3.5.5Sample recovery test. A total of 6 portions of Wudajiangjun liquor (1.5 mL) (No.200701) with known content were collected and placed in a stoppered conical bottle. The corresponding emodin reference substance was precisely added, prepared according to the preparation method of the reference substance solution and filtered. The filtrate was centrifuged at high speed of 10 000 r/min for 10 min, and the supernatant was filtered with 0.45 μm microporous membrane and determined according to the content determination method. The average recovery rate andRSDof emodin in Wudajiangjun liquor were calculated. The results are shown in Table 4, indicating that the method is accurate.

Table 4 Sample recovery test results of emodin (n=6)

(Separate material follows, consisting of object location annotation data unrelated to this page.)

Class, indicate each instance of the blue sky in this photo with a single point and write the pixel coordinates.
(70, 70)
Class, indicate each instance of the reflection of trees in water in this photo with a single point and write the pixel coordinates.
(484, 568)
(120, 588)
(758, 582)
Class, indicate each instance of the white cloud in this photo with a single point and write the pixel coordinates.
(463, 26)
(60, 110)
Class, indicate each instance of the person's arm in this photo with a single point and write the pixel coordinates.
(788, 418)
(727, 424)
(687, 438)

3.6 Determination of the content of three batches of samples

Each batch of Wudajiangjun liquor (No.200501, 200601, 200701) (3 mL) was precisely taken to prepare test solution according to the above method. 10 μL of solution was accurately injected into high performance liquid chromatograph, and the content of emodin in Wudajiangjun liquor was determined according to the content determination method, which was 76.09, 80.97 and 127.33 μg/mL, respectively.

4 Discussion

The effects of elution systems such as methanol-water, methanol-0.1% glacial acetic acid, methanol-0.3% glacial acetic acid, methanol-0.2% phosphoric acid, methanol-0.1% phosphoric acid, methanol-0.05% phosphoric acid, acetonitrile-water, acetonitrile-0.1% phosphoric acid and acetonitrile-0.2% phosphoric acid on peak time, separation and baseline were investigated and compared. The results showed that using methanol-0.1% phosphoric acid and acetonitrile-0.1% phosphoric acid system, the chromatographic peak separation was good, the baseline was stable, and the proper adjustment of gradient elution procedure can achieve good separation of each peak, and balanced baseline. Considering the cost, this experiment used methanol-0.1% phosphoric acid system for gradient elution.

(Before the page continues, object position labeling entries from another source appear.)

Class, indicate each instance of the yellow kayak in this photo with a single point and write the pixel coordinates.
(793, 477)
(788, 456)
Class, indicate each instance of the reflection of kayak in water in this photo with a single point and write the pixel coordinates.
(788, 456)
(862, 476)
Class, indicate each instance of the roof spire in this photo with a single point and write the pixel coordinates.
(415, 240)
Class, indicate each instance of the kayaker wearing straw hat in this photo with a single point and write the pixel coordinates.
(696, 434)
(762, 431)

In this experiment, the effects of 20, 25, 30 and 35 ℃ on the degree of separation, the time of peak and the stability of the baseline were investigated. The experimental results showed that the column temperature had little effect on it, so the effects of different column temperature and flow velocity on the degree of separation, the time of peak and the stability of the baseline were investigated. In this experiment, the column temperature was 30 ℃, and the effects of three different flow rates of 1.2, 1.0 and 0.8 mL/min on the separation were also investigated. The chromatogram of the test results showed that the separation degree was good and the baseline was balanced when the flow rate was 1.0 mL/min, so the flow rate used in this experiment was 1.0 mL/min.